D’autres cependant, mal préparés, ou simplement car cela ne leur correspond pas, ont passé des mois très difficiles. Et ce qui caractérise ces personnes qui ont besoin de lien social et ne sont pas à l’aise à la maison, est aussi une compétence clé des personnes en responsabilité.
Comment on avance ?
Si vous avez envie de passer au télétravail, discutez avec les personnes qui ne le souhaitent pas. Essayez de comprendre quels sont leur arguments et leurs craintes. Quand ils énoncent des faits, basez vous sur la littérature, et proposez de lancer de premiers tests, en fixant des objectifs précis. Si votre interlocuteur est dans l'émotionnel, prenez ses craintes et montrez lui qu’elles ne sont pas partagées par tous. Et surtout que le but n’est pas de lui imposer à lui.
Si vous êtes en position de dirigeant et que vous pouvez statuer sur la mise en place du télétravail parmi vos équipes, prenez le temps de comprendre pourquoi les gens souhaitent y passer. Quel sera leur nouvel équilibre et sera t’il sain pour eux ? Prenez du recul aussi sur vos propres arguments. Sont ils basés sur des faits, ou simplement résultant de vos craintes ?
Je crois profondément que pour avoir une équipe efficace sur le long terme, il faut que les individus qui la compose soient le plus heureux possible. Mais le bonheur ne se décrète pas et ce n’est pas un baby foot qui suffit à l’amener.
Chacun, nous avons des équilibres de vie différents. Par nos expériences, nos personnalités, nous n’avons pas les mêmes besoins. Ils peuvent même évoluer par le temps. Nous avons la chance, par le travail à la maison, de permettre à certains de trouver de nouveaux équilibres. C’est bien, et vive le remote ! Mais n’oublions pas que notre propre équilibre n’est pas forcément celui des autres.
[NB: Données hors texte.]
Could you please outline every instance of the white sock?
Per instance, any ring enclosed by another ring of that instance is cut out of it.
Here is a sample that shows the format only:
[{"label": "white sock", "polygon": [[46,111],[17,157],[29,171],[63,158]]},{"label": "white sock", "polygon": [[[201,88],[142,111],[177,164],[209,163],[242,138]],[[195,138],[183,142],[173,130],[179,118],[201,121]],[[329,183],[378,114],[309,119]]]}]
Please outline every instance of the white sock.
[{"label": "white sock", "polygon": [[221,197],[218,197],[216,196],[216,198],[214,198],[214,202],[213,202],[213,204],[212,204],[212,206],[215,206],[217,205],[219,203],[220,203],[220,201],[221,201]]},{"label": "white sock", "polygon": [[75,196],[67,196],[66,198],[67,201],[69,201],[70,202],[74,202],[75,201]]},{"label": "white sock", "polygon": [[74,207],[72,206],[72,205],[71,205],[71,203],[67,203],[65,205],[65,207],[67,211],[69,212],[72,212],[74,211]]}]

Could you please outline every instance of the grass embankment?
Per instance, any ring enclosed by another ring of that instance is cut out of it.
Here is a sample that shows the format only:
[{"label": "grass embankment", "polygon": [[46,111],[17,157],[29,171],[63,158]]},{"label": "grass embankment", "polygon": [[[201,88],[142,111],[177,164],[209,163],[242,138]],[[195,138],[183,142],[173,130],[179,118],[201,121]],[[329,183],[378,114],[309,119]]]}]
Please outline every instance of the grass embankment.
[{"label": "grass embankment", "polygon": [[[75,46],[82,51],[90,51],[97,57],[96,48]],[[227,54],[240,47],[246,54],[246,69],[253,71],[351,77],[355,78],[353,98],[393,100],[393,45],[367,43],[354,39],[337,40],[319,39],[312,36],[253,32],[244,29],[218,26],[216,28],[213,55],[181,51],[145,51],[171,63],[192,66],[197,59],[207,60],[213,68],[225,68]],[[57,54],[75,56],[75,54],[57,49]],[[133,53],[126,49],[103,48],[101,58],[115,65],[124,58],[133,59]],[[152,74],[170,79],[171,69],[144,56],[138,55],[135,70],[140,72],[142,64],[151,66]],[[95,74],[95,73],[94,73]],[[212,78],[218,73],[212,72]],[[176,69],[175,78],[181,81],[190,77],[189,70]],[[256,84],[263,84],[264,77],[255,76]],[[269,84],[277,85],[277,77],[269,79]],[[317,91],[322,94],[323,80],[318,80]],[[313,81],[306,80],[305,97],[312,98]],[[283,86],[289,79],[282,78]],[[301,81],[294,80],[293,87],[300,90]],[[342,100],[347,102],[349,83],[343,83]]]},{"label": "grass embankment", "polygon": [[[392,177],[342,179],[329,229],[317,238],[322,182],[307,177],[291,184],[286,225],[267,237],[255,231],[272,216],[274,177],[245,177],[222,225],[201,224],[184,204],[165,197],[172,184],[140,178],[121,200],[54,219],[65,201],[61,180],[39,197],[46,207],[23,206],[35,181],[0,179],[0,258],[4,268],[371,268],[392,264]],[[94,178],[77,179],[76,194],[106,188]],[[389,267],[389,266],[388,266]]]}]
Alors, un modèle unique de travail, très homogène (tous au bureau, voir tous en remote) n’est pas sain. La plus grande partie de votre équipe s’y retrouvera bien entendu. Mais pas toute l’ensemble. Et ceux qui ne seront pas à l’aise pourront avoir des comportement, des humeurs, ou une motivation plus faible qui impactera les autres.
C’est pour cette raison qu’il me semble que le monde va changer. Les modes de travail vont devenir hybride. On ne va pas passer de tout le monde au bureau sur un openspace à tout le monde en remote. Mais le plus efficace serait de mixer plusieurs manières de travailler, en fonction des individus.
Tout changement vient avec ses peurs. Et c’est pour cela que nous devons avoir des débats argumentés, factuels, mais surtout avec beaucoup d’empathie pour comprendre le positionnement de chacun.